On the Geodetic Number of a Graph
For two vertices $u$ and $v$ of a graph $G$, the set $I(u, v)$ consists
of all vertices lying on some $u-v$ geodesic in $G$. If $S$ is a
set of vertices of $G$, then $I(S)$ is the union of all sets $I(u,v)$ for
$u, v \in S$. The geodetic number $g (G)$ is the minimum
cardinality among the subsets $S$ of $V(G)$ with $I(S)=V(G)$. It is shown
that
if $G$ is a graph of order $n$ and diameter $d$, then $g (G) \leq n-d+1$ and
this bound
is sharp.

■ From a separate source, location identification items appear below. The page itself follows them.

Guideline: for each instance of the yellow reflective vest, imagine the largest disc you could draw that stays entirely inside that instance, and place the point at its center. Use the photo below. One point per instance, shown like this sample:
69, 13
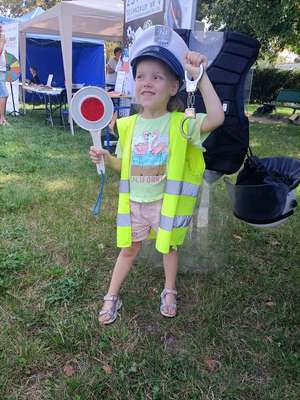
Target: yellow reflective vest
185, 168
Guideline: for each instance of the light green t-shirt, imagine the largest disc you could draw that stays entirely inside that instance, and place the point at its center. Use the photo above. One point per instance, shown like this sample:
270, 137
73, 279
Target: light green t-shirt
149, 155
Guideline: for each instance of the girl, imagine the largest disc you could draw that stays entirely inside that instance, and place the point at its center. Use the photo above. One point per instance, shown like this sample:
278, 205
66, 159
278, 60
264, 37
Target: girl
3, 89
160, 169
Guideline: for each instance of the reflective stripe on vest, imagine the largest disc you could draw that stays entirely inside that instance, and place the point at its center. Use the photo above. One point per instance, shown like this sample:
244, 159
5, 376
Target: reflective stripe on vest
168, 223
181, 188
124, 186
123, 220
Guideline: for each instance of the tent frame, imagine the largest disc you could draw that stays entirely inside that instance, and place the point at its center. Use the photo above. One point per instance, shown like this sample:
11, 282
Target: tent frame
78, 18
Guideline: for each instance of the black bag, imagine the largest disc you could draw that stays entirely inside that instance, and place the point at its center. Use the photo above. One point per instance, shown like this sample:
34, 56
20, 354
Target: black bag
264, 193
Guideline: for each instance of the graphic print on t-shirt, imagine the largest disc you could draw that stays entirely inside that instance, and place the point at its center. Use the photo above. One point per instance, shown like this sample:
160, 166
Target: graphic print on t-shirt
149, 157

For positive integers $r, d,$ and $k \geq 2$
with $r \leq d \leq 2r $, there exists a connected graph
$G$ of radius $r$, diameter $d$, and $g (G) = k$. Also, for integers $n, d,
$ and
$k$ with $2 \leq d < n$, $2 \leq k < n$, and $n -d - k +1 \geq 0$, there
exists a graph
$G$ of order $n$, diameter $d$, and $g (G) = k$. It is shown, for every
nontrivial connected
graph $G$, that $g (G) \leq g (G \times K_2)$. A sufficient condition for
the
equality of $g (G)$ and $g (G \times K_2)$ is presented. A graph $F$ is a
minimum
geodetic subgraph if there exists a graph $G$ containing $F$ as induced
subgraph such that $V(F)$ is a minimum geodetic set for $G$. Minimum
geodetic subgraphs are characterized.